Она все время оставалась где-то вдалеке, свежая, с кроткой улыбкой на губах, и почтительно склонялась перед восточной родней Альфии. Борис мог бы быть доволен такой женой. Он и был доволен: поглядывал одобрительно, шутил, даже поцеловал руку.

– Васька! – хрипло позвал кто-то из дядьев. – Ты расскажи, как дела в институте! Вон красавец какой вымахал. Все девки твои, а?

– Я больше по учебе, – солгал Василий.

– Молодец! В наших пошел!

И снова пили, веселились, ссорились, мирились, и от всего этого шума он в конце концов отупел настолько, что уже не понимал, что чувствует.
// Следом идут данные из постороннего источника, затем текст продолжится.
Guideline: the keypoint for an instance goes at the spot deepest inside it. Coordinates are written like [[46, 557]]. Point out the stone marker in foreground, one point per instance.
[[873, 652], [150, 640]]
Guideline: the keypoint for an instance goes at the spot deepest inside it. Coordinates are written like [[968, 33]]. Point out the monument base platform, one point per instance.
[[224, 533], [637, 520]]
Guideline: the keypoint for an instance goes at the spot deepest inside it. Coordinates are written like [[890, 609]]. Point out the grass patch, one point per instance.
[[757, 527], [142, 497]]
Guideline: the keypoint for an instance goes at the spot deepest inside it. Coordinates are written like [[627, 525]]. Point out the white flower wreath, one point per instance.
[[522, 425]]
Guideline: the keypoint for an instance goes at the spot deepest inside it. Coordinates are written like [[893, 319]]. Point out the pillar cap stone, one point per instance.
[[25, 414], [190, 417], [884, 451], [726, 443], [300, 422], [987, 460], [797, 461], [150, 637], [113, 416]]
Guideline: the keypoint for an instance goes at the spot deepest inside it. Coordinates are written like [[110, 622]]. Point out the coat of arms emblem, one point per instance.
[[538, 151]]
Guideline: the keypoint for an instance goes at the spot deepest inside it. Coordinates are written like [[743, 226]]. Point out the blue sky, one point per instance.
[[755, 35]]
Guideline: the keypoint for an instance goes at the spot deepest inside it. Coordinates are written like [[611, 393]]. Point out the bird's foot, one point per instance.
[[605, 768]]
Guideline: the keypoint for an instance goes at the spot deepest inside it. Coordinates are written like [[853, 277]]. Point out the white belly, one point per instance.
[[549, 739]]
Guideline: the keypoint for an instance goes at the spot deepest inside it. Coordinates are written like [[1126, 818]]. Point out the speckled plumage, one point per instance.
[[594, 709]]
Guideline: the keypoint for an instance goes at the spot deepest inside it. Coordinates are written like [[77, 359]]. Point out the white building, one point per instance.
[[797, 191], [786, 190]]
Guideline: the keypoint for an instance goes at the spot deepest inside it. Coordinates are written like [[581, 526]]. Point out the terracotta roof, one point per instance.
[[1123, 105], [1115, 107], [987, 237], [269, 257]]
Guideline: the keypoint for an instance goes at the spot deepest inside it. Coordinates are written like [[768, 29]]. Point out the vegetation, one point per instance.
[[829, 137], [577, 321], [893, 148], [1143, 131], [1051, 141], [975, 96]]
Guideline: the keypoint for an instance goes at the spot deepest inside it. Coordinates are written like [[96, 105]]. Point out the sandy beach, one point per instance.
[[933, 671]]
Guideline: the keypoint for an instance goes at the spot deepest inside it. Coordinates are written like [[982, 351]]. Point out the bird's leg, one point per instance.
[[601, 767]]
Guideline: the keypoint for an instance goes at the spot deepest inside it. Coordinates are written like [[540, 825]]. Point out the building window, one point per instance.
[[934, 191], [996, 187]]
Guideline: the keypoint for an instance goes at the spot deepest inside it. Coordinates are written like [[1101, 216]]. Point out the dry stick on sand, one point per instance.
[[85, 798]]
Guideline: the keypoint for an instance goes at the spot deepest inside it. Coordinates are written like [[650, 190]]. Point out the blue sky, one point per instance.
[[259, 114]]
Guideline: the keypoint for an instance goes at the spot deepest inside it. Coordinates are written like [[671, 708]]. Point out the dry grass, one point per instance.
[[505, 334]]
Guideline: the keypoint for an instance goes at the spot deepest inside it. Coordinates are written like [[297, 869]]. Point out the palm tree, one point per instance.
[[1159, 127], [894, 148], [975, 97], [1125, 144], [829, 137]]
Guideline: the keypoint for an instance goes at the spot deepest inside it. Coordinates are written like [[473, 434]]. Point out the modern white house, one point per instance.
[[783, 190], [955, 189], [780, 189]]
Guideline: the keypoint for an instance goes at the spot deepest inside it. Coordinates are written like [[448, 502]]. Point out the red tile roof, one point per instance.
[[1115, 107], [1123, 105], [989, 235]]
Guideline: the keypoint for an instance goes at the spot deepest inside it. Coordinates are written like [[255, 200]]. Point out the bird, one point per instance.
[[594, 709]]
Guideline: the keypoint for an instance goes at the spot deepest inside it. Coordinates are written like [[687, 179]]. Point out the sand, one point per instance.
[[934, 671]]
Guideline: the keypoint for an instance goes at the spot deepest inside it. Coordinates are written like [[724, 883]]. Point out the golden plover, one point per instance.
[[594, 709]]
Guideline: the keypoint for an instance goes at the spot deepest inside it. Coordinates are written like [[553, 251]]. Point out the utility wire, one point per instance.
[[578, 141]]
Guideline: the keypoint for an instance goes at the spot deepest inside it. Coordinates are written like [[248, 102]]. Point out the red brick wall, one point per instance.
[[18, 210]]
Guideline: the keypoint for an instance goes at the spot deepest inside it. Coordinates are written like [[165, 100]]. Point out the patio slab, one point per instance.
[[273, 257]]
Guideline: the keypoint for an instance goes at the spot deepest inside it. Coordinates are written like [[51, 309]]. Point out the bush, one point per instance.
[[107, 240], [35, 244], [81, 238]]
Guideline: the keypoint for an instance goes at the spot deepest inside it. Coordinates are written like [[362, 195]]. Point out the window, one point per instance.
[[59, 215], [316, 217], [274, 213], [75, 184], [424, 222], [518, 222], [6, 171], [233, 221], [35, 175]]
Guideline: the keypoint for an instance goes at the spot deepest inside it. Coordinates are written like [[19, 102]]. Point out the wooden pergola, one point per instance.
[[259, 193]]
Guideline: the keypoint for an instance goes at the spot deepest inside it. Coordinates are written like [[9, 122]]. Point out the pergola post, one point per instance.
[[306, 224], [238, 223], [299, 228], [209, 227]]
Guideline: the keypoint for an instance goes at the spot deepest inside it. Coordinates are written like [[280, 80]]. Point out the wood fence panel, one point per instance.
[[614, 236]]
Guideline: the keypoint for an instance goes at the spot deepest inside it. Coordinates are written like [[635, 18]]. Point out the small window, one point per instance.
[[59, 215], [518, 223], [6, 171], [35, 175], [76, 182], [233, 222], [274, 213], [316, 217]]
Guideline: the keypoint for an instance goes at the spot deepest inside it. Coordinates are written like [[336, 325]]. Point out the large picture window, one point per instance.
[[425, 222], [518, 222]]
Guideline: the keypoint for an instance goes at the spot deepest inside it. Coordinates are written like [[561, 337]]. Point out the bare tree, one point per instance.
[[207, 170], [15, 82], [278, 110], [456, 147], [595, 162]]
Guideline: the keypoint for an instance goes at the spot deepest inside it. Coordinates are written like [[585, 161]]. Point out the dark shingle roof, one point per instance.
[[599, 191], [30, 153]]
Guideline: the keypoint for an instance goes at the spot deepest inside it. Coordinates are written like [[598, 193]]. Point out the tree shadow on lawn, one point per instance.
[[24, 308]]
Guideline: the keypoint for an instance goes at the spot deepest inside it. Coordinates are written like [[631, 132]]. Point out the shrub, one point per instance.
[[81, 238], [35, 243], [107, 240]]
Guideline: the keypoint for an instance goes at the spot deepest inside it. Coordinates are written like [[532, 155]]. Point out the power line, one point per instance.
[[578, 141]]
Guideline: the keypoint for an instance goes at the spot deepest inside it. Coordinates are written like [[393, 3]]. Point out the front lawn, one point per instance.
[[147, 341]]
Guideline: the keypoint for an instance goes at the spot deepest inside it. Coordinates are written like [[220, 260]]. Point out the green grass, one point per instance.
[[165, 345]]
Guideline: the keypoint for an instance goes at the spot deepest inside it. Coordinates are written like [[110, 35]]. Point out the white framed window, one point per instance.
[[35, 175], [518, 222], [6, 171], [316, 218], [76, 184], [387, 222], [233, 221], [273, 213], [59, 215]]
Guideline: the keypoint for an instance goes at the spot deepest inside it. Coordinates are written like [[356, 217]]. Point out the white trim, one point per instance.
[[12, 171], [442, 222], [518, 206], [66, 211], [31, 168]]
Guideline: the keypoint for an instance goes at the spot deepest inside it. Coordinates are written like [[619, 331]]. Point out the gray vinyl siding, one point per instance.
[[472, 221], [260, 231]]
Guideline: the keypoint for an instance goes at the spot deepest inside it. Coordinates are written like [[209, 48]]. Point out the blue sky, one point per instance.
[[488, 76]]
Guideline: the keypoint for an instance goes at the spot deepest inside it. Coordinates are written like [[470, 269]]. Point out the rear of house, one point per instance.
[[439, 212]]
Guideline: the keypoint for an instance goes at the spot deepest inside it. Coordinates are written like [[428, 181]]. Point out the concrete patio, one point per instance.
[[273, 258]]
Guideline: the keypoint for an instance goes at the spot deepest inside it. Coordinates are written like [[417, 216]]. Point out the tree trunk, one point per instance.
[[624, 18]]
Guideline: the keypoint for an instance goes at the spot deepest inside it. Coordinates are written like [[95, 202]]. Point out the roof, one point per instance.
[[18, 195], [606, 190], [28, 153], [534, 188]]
Внутри стояло большое горе, как ледяная вода, и поднималось все выше и выше. Он боялся, что когда она доберется до горла, то снова вырвется черным воем.

– Я его вот так держу! – донесся до него голос отца. Василий воочию представил крепкий красный кулак, которым тот потрясает в воздух. – Пока он никто. Никто и звать никак! Вот добьется чего-нибудь, встанет на ноги – тогда посмотрим!